For our weekly “Ideas on Europe” editorial by UACES, the University Association for European Studies, we have the pleasure to welcome Clare Rice, from University of Liverpool, in England. Bonjour, Clare!
Everybody speaks about the Hungarian and French elections, but Europe should also have the Northern Ireland Assembly on the radar. The election will take place on 5 May. Clare, you have worked on a research project called “Performing identities” – tell us about your findings.
The “Performing identities” project examined Brexit and its impact on matters around identity and governance in Northern Ireland. A core part of this research involved interviews with people from across Northern Ireland, which happened while negotiations were in progress between the UK and the EU. We asked people what their views were on Brexit and what it might mean for Northern Ireland in the future. A key finding across our interviews was concern that Brexit would be divisive, and that the complicated power-sharing arrangements in place could be put at risk in the longer term.

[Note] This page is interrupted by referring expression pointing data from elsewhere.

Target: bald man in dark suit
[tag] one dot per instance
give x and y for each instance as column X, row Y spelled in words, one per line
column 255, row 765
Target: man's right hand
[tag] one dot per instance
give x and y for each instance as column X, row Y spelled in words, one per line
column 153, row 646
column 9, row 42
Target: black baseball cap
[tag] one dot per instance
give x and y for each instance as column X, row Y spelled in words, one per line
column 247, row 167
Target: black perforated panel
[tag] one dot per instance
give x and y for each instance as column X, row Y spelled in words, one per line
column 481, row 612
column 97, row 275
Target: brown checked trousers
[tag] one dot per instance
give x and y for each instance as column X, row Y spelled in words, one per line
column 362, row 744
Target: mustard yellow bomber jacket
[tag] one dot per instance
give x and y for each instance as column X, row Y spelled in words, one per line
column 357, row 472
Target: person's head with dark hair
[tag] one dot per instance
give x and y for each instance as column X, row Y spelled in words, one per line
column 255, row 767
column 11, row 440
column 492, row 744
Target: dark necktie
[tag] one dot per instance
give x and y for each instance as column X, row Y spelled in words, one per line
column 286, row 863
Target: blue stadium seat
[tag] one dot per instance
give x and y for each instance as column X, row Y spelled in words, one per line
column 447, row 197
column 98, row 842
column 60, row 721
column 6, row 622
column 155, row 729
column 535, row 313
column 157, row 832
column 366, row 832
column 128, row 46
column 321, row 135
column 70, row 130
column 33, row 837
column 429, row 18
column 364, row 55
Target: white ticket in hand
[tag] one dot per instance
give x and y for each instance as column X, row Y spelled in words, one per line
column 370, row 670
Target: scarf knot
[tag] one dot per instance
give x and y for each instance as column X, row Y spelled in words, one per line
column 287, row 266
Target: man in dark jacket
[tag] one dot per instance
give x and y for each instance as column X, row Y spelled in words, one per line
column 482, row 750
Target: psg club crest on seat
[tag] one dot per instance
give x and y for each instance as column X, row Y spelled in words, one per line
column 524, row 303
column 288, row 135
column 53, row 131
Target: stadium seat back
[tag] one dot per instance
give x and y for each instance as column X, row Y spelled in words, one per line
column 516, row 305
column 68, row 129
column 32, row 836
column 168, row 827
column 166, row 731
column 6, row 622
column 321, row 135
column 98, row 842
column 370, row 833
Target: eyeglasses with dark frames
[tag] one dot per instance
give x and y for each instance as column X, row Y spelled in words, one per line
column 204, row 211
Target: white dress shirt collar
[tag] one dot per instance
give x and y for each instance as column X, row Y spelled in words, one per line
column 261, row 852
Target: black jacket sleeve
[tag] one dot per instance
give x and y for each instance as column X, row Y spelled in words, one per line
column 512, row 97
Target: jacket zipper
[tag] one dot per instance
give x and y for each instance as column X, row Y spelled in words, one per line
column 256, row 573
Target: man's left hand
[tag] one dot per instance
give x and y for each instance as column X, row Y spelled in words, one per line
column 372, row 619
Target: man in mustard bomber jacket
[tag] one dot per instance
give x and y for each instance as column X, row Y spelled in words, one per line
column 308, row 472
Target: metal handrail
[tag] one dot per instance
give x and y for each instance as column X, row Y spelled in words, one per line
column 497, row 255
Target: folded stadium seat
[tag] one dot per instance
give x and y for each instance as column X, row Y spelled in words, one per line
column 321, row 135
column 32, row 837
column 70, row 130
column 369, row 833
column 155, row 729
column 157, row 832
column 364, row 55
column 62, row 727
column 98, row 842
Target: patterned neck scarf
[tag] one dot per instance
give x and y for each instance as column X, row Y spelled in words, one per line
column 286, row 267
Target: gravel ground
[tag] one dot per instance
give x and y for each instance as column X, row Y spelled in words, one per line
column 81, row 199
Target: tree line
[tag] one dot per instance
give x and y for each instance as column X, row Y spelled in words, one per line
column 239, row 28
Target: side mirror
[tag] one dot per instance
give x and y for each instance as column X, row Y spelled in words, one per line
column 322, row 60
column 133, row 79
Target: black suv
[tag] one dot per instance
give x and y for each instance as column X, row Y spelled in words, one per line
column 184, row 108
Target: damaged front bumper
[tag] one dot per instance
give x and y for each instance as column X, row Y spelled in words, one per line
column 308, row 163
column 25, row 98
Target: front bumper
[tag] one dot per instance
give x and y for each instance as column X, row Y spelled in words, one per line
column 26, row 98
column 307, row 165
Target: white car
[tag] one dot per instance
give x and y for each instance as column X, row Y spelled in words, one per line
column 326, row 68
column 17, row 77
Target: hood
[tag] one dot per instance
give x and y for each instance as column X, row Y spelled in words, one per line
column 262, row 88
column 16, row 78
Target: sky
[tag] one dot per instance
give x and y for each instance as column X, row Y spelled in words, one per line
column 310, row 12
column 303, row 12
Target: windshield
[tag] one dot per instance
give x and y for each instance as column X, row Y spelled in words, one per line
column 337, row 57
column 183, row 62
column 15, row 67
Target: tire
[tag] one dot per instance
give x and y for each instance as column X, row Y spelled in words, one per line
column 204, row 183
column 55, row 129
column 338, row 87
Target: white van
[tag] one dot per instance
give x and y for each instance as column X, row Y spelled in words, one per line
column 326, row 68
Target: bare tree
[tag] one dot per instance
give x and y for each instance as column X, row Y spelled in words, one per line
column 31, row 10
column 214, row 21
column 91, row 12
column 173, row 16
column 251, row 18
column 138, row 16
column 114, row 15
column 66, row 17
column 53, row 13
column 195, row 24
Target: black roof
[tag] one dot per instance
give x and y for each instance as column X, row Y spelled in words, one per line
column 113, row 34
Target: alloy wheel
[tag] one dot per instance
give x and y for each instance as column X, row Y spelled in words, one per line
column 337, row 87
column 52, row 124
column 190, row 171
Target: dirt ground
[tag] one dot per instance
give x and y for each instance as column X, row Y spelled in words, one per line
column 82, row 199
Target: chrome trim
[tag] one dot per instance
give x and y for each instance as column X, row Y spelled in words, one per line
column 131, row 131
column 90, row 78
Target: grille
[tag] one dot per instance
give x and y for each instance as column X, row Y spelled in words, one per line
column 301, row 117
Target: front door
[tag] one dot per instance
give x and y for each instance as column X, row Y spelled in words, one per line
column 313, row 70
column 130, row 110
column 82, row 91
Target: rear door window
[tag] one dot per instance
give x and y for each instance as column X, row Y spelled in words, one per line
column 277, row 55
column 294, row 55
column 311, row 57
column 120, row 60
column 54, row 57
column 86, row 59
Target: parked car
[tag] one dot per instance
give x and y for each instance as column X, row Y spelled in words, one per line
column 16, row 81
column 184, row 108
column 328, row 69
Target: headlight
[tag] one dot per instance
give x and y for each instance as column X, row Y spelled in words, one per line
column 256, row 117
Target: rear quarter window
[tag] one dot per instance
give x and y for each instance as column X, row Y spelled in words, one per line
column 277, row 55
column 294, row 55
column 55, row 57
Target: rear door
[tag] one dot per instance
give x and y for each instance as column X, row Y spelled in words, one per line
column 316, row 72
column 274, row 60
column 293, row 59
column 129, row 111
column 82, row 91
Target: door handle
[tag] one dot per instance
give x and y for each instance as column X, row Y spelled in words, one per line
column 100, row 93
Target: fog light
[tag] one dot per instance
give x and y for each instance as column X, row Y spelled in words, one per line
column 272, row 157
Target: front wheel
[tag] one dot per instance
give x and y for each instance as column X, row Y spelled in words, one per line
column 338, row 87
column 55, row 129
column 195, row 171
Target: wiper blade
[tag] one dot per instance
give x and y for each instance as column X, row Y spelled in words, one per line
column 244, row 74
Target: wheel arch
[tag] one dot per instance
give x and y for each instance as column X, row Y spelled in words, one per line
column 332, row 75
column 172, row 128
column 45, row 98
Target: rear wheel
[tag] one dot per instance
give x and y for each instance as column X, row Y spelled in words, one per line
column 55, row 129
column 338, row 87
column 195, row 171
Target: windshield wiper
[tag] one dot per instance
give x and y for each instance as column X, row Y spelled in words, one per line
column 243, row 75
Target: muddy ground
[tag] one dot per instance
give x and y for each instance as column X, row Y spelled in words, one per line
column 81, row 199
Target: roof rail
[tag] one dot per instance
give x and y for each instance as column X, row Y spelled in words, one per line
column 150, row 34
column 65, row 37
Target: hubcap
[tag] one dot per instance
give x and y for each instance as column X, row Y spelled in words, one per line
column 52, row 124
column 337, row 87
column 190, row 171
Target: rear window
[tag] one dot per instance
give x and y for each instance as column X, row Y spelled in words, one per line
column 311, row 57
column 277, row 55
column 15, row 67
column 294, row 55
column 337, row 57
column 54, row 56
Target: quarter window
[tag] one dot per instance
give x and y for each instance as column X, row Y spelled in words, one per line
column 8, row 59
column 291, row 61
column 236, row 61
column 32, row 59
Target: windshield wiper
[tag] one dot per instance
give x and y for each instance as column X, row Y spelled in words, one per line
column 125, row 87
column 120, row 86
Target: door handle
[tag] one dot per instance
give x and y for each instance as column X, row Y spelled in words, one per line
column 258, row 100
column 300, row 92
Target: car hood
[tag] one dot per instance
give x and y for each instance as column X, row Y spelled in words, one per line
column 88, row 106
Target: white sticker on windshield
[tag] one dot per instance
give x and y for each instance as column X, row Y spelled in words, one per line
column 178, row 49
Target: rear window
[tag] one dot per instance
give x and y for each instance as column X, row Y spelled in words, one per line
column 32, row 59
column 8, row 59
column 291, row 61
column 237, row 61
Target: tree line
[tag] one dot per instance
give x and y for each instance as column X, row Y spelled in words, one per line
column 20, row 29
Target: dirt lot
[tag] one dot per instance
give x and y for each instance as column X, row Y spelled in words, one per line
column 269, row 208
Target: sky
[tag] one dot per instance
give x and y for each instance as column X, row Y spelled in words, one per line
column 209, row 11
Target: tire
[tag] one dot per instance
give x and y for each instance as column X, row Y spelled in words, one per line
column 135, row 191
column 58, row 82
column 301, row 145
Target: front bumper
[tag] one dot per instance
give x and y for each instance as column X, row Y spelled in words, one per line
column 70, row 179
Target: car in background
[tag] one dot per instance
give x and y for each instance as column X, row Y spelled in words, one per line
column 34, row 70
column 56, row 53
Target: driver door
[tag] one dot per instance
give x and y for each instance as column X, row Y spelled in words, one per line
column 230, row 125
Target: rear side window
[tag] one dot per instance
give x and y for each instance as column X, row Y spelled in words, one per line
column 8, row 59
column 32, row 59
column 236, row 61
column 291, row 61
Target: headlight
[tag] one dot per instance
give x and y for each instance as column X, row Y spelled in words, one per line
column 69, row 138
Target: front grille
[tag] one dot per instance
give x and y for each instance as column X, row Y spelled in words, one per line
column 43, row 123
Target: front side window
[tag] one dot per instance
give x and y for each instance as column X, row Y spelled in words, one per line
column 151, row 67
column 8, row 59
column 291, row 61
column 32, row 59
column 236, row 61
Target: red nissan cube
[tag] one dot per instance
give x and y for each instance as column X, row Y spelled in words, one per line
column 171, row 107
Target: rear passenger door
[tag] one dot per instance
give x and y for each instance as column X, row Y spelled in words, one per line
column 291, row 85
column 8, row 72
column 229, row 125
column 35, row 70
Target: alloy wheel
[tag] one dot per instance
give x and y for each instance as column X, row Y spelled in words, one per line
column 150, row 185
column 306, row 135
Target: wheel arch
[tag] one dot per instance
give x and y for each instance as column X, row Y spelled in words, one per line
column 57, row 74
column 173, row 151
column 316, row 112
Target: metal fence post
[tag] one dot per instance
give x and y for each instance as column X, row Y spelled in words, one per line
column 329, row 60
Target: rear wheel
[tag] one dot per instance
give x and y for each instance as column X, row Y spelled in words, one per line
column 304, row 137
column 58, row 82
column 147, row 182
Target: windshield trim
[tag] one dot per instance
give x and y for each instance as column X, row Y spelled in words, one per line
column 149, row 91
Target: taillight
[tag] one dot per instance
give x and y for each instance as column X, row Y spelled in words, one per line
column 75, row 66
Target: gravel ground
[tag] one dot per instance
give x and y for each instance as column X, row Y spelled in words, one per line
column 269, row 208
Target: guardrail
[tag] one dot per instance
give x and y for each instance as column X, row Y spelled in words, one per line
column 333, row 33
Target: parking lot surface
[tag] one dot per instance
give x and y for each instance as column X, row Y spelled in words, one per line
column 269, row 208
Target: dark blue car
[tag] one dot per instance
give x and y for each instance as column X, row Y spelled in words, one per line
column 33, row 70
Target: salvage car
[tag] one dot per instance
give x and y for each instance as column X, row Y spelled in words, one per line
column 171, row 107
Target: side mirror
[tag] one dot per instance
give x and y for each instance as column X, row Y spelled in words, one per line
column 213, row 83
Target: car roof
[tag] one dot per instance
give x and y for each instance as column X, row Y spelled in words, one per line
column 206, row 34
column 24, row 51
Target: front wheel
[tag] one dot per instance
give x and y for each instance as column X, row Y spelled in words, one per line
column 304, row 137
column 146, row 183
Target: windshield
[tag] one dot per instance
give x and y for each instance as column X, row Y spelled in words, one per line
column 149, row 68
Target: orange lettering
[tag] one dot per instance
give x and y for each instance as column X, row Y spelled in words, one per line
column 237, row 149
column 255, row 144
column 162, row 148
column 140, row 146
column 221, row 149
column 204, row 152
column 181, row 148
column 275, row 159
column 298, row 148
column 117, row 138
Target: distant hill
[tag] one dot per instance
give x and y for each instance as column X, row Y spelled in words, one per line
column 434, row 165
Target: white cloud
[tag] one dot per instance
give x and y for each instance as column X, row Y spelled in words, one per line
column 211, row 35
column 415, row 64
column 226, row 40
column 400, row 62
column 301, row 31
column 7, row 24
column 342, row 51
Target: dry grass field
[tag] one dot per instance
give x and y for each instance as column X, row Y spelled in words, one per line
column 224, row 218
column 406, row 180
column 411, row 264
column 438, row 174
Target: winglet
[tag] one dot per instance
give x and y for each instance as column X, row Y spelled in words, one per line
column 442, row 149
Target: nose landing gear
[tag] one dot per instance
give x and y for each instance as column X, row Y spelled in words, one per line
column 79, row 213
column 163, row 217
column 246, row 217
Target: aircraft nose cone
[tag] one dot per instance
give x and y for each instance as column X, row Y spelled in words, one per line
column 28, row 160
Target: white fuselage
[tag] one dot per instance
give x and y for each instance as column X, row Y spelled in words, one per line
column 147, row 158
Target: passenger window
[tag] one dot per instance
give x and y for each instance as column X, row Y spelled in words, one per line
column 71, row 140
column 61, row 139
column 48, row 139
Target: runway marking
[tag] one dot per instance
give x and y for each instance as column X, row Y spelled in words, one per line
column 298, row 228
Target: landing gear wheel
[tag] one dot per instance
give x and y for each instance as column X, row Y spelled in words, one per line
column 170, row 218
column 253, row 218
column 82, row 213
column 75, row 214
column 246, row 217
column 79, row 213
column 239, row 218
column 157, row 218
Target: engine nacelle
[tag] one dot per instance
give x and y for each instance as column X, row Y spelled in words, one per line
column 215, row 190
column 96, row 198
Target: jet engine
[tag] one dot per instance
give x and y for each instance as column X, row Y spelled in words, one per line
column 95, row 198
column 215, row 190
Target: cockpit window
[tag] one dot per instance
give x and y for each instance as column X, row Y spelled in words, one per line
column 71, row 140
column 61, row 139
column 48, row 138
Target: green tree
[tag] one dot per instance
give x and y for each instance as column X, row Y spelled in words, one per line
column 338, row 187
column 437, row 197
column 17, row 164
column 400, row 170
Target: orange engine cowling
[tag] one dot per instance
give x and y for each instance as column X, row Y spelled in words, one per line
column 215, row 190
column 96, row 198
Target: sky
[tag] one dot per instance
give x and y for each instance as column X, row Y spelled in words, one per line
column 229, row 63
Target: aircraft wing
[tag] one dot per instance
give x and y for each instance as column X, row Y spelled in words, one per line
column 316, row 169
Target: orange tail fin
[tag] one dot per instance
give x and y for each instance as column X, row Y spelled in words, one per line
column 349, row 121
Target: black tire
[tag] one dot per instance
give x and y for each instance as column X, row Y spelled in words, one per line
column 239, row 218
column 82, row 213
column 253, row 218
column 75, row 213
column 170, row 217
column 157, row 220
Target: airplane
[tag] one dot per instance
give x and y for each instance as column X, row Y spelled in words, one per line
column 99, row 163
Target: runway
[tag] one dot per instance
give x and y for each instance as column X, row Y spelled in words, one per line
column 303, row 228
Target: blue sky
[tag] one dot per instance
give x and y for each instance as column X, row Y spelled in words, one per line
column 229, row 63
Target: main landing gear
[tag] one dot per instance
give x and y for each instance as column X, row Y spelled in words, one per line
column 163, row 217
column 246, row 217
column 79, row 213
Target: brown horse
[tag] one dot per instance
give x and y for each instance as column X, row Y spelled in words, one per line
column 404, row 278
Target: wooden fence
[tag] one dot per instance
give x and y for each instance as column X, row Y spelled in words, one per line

Did things happen as people expected?
Yes and no. Initially, we saw a hardening of the extremes of the political spectrum after the 2016 Brexit referendum, with the Democratic Unionist Party (DUP) and Sinn Féin – the party that fights for the reunification of Ireland - being the main beneficiaries.
In 2019, this started to shift, with a growth in electoral support for parties closer to the centre-ground, particularly for the Alliance Party which does not identify itself as either unionist or nationalist. Brexit was a key underpinning to these developments.
The elections to the Northern Ireland Assembly in May will actually not be the first to happen since Brexit. Between 2017 and 2019, there were five elections: local government; Northern Ireland Assembly; the European Parliament in 2019, and of course two elections in 2017 and 2019 for the British parliament, where Northern Ireland, with its almost two million inhabitants, counts for 18 seats.
However, the coming election is the first to happen since the Protocol on Ireland/Northern Ireland came into force at the start of 2021. As you know, this is the part of the UK-EU Brexit agreement which deals specifically with Northern Ireland, and it has been a source of deep contention.
It has broadly divided parties into those who seek its ‘rigorous implementation’, and those who want to see its removal and an end to the ‘Irish Sea border’ with regard to the movement of some goods from Great Britain to Northern Ireland. The contours of the Assembly election have been formed along these lines, but a number of polls now have shown that Brexit is not a priority issue for voters. This presents a specific challenge for the DUP, which collapsed the Northern Ireland Executive in February this year in protest at the Protocol.
All this sounds like a very unstable situation. What should we expect from the election?
This election has the potential to alter the dynamics of politics in Northern Ireland as we know it.
Following the First Minister’s resignation, the Assembly was able to continue to operate, but there was no Executive in place for new policy or other decisions to be taken. This caused particular difficulty in relation to the passage of a budget and the release of £300million, which, in accordance with legal advice provided to the Finance Minister, cannot be spent without Executive agreement, at a time when the cost of living is soaring and health care waiting lists are some of the longest in the UK. How this wider context will influence the way people direct their votes in May will be interesting to watch.
A further aspect is that only one seat separated the DUP and Sinn Féin after the last Assembly election in 2017. This lead to three years of political immobility, until the ‘New Decade, New Approach’ agreement was reached in January 2020.
The opinion polls suggest that, for the first time, Sinn Féin could obtain more seats than the DUP, which would mean that the First Minister would come from this party for the first time. This would have little practical, but great symbolic significance. The DUP have yet to confirm that they would nominate someone to the Deputy First Minister role if they do not come out as the largest party. The party is also seeking changes to the Protocol, which it has conceded are unlikely to be achieved before the election.
All of this means that power-sharing in Northern Ireland is facing an indefinite period of political crisis after the election.
And it does not make the relations between the European Union and the United Kingdom any easier.
Many thanks for your insight, Clare, and for raising our awareness on this election.